The Sack of Monte Carlo 16
A few minutes later, remembering I had left my book on the table where I
had been writing to Lucy, I went down-stairs again to fetch it. Mrs.
Wingham was still there, sitting at the table writing a letter. The
envelope, already written, was lying close by my book, and I couldn’t
help reading it.
It was positively addressed to “Jas. B. Thompson, Esq., 3 Aldrich Road
Villas, Brixton Rise, S. E. London.”
I felt so faint I could scarcely get out of the room again and up the
stairs.
But such is our insane confidence, where we ourselves and our own doings
are concerned—such, at any rate, was mine in my lucky star—that I
really felt no difficulty in persuading myself the whole thing was
merely a coincidence, and that the writing of the letter had nothing
whatever to do with either my or Teddy Parsons’s divulgations; more
especially as the Bailey, on which Thompson evidently piqued himself,
was omitted.
And I determined to say nothing about it to Brentin, partly because I
didn’t care about being blackguarded by an American, and partly because
I felt convinced it was all an accident, and nothing would come of it.
Nor, in my generosity, did I do more to Teddy Parsons than temperately
point out the folly he had been guilty of, and beg him to be more
careful in future, which he very cheerfully promised, and for which
magnanimity of mine he was, as I meant he should be, really uncommonly
grateful.
CHAPTER XIV
ARRIVAL OF THE _AMARANTH_—ALL WELL ON BOARD—THEIR FIRST
EXPERIENCE OF THE ROOMS
THE next afternoon, soon after four, the _Amaranth_ arrived in harbor.
Bob Hines was gambling, as usual, but Brentin, Teddy, and I went down to
the Condamine to meet them.
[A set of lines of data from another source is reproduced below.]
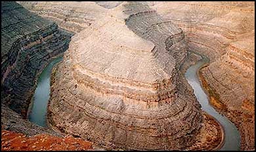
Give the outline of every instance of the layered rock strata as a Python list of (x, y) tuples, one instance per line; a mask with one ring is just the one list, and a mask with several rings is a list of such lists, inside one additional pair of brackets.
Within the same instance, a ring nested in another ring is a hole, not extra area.
[(180, 68), (182, 30), (139, 3), (123, 3), (72, 37), (52, 76), (53, 127), (110, 148), (184, 149), (202, 127)]
[(16, 2), (1, 10), (1, 103), (26, 117), (37, 76), (71, 35)]
[(255, 3), (148, 3), (184, 31), (189, 50), (211, 59), (201, 74), (211, 103), (239, 129), (242, 149), (254, 149)]
[[(107, 8), (96, 5), (95, 2), (89, 1), (18, 3), (30, 11), (56, 22), (59, 27), (74, 33), (88, 27), (95, 20), (105, 16), (107, 10)], [(113, 4), (116, 6), (118, 3), (116, 4), (113, 2)], [(110, 5), (110, 7), (112, 5)]]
Teddy and Brentin had had their row out in
the morning, to which I had listened in silence—with the indulgent air
of a man who doesn’t want to add to the unpleasantness—and now were
pretty good friends again. It was clearly understood, however, that no
new acquaintances were to be made, male or female, and that henceforth
any one of us seen talking to a stranger was immediately to be sent
home.
I fear the party from the _Amaranth_ did not have a very good impression
of Monte Carlo to begin with, for they landed in the Condamine, just
where the town drain-pipes lie, and came ashore, each of them, with a
handkerchief to the nose.
“So this is the Riviera!” snuffled my good sister. “I understood it was
embosomed in flowers.”
They all looked very brown and well, and seemed in high spirits.
As for the yacht, she had behaved splendidly all through, and the
conduct and polite attentions of Captain Evans and the crew had been
above all praise. The only difficulty had been to explain away the shell
and the three cannon; for which Forsyth had found the ingenious excuse
that they were wanted for the Riff pirates, in case we determined to
voyage along the African coast, where they are said to abound and will
sometimes attack a yacht.
We all strolled up the hill together, and, such were their spirits,
nothing would content the new arrivals but an immediate visit to the
rooms. Miss Rybot, especially, was as cheerful as a blackbird in April;
she had come there to gamble, she said, and gamble she would at once.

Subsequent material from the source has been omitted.